This is something on which Zeljko and I disagree. Especially in Mediawiki where URL schemes are highly malleable, I don't think checking for some string in a URL is very useful. URLs don't have anything to do with function, and we are creating functional tests here.
-Chris
On Thu, Mar 27, 2014 at 5:36 PM, Jon Robson jdlrobson@gmail.com wrote:
Out of interest, what is the value for you in writing this test?
I will try to be short. If anything is unclear, please ask.
When I start testing a feature, the first test that I write is usually a check if the (correct) page opens at all. If the page does not open for what ever reason (redirect, error page, server down, network down...) all other tests will fail anyway. The experience has shown that when a lot of tests fail, it is important to quickly figure out what failed. Everything? Just a few things? Maybe just one?
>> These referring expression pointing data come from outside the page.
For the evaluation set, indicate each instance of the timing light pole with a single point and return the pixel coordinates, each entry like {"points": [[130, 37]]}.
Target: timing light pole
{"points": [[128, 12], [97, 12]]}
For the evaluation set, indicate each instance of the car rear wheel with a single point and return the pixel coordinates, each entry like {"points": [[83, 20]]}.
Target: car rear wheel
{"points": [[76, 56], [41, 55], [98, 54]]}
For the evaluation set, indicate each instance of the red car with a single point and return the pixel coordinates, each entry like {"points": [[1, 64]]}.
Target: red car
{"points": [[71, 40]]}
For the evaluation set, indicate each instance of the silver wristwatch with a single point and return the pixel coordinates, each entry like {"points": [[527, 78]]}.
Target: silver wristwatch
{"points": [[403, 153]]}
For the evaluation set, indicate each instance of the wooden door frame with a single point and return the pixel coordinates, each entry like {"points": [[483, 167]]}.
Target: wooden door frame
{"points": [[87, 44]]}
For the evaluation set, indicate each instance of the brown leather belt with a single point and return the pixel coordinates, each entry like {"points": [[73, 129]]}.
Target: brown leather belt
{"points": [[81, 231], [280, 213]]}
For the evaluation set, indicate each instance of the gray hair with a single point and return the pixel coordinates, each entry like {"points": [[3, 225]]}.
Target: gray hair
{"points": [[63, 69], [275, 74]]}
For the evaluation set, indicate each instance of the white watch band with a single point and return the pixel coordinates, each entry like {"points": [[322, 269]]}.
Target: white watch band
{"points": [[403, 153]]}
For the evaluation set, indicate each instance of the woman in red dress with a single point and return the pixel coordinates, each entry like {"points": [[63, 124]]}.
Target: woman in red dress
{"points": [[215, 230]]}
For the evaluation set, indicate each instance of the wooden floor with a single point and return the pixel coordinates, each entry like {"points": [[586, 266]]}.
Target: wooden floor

If the test that checks if the page opens fails, then it is clear where the problem is.
How to test if the (correct) page opens?
#1 go to the page #2 check the page
Going to the page is simple, but checking the page could take a lot of effort if we decide to check for every single page element. So, we check just the relevant ones.
My experience has shown that from all page attributes URLs tend to be the most stable ones. So, when I am thinking what should I check for first, I usually check the URL and then a few relevant page elements.
I never thought about it a lot, since URLs are pretty stable and/or easy to encode/decode. If that is not the case in your experience, feel free to delete all URL checks.
Željko
Just a thought, (and this is only if you're looking at a mediawiki page):
You can check for the correct page by looking at the body tag if that's possible. We always have a unique (page name derived) class for the body tags. (Main Page includes class 'page-Main_Page', Cucumber has 'page-Cucumber' Special:Checkuser has 'page-Special_CheckUser' etc).
Obviously this depends on the goal, is only for mediawiki pages and I don't know the testing system well enough to know if 'body has X class' is even an easy thing to check so feel free to ignore ;)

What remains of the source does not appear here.